Black Petals Issue #83 Spring, 2018

Mars-News, Views and Commentary
Door #2-Fiction by Roy Dorman
Inmate's Asylum-Fiction by Mark Joseph Kevlock
Nature Verses Nurture-Fiction by Donna J. W. Munro
Strange Music Follows Her Everywhere-Fiction by Hillary Lyon
Surviving Montezuma, Conclusion-Serialized Fiction by Kenneth James Crist
Corpse Grinder-Poem by Alexis Child
El Cuero-Four Poems by Richard Stevenson




By A.M. Stickel, Editor





My original editorial intent for BP #83 was to review Astronaut Scott Kelly’s out-of-this-world book, ENDURANCE (A YEAR IN SPACE. A LIFETIME OF DISCOVERY). His is one of those weighty tomes one thinks they’ll never get through, complete with pictures, both black- and-white and color, as well as an extensive index. At nearly 400 pages, there’s a lot of ground to cover. I hit the “pause” on the woes of aging long enough to read Kelly’s autobiography, almost without pause. But how could I possibly do justice to something so awesome?

National Public Radio (NPR) featured an interview of this author, which led me to request a gift copy in hard cover from Someone Special, who also read it. While female characters (like Kelly’s two daughters) are not neglected in ENDURANCE, it’s most definitely a “guy” thing. Originally, the main draw for me was the study of Kelly and his identical twin, and how space travel created at least temporary differences between the two. And, like many others, I was too interested in essential life support elements involving hygiene in a weightless environment.

In my early twenties, back when Star Trek was popular, I dreamed of being in the Space Program…or at least striving for World Peace. After being rejected for the Peace Corps, I aced a basic entrance exam offered to college graduates (even females) at the time by the Air Force. They decided my aptitude (then) was for cryptography (oh, yuck!). I decided to see Earth from the ground before making a final decision, and left for 99 days in Europe. Besides, I loathed taking orders (which also nixed any plans for joining a convent). I ended up going into a civilian field of medicine requiring licensure after a “boot camp” of an internship in a teaching hospital.

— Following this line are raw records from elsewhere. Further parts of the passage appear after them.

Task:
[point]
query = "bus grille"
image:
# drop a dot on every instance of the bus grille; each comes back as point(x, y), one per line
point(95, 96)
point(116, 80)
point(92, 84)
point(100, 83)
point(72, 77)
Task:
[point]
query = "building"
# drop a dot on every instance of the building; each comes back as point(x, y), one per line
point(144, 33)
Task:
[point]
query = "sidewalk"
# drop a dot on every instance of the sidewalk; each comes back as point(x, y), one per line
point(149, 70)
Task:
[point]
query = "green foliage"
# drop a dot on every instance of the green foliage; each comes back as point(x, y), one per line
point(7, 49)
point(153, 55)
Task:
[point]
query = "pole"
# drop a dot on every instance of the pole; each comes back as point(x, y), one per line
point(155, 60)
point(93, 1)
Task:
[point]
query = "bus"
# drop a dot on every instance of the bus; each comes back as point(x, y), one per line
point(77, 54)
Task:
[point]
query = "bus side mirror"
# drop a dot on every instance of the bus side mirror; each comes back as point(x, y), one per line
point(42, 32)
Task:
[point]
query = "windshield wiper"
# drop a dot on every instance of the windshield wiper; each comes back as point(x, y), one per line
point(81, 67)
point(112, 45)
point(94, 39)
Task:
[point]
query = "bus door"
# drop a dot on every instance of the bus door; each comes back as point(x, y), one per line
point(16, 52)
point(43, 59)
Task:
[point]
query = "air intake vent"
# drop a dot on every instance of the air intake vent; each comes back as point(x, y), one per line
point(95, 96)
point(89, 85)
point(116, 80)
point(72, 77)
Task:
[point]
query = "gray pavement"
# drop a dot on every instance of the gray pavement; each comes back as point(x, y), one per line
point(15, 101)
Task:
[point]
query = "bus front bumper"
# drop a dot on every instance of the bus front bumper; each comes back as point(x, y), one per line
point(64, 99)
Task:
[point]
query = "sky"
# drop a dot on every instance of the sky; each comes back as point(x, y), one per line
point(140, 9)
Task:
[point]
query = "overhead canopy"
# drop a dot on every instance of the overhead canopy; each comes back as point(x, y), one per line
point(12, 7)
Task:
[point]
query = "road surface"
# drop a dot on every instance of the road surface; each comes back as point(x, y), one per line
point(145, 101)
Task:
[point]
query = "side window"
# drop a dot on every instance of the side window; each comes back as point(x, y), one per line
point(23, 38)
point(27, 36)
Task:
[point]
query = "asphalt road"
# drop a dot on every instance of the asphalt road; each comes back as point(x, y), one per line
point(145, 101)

Now, with the hindsight of Old Age, comes the acceptance of past decisions, and a lot less envy for hotshot daredevils who do remarkable deeds. In the end it comes down to the Human Factor. The most impressive part of Scott Kelly’s many missions, to me, was not technical achievements, but friendly interactions with other astronauts, especially the Russians. So I feel just fine about taking out my LIVES OF THE SAINTS every day to learn from the ones who may never have gone to the stars, but will shine like stars forever.

Happy reading this spring, you heroes and heroines! Dream big. Wage peace.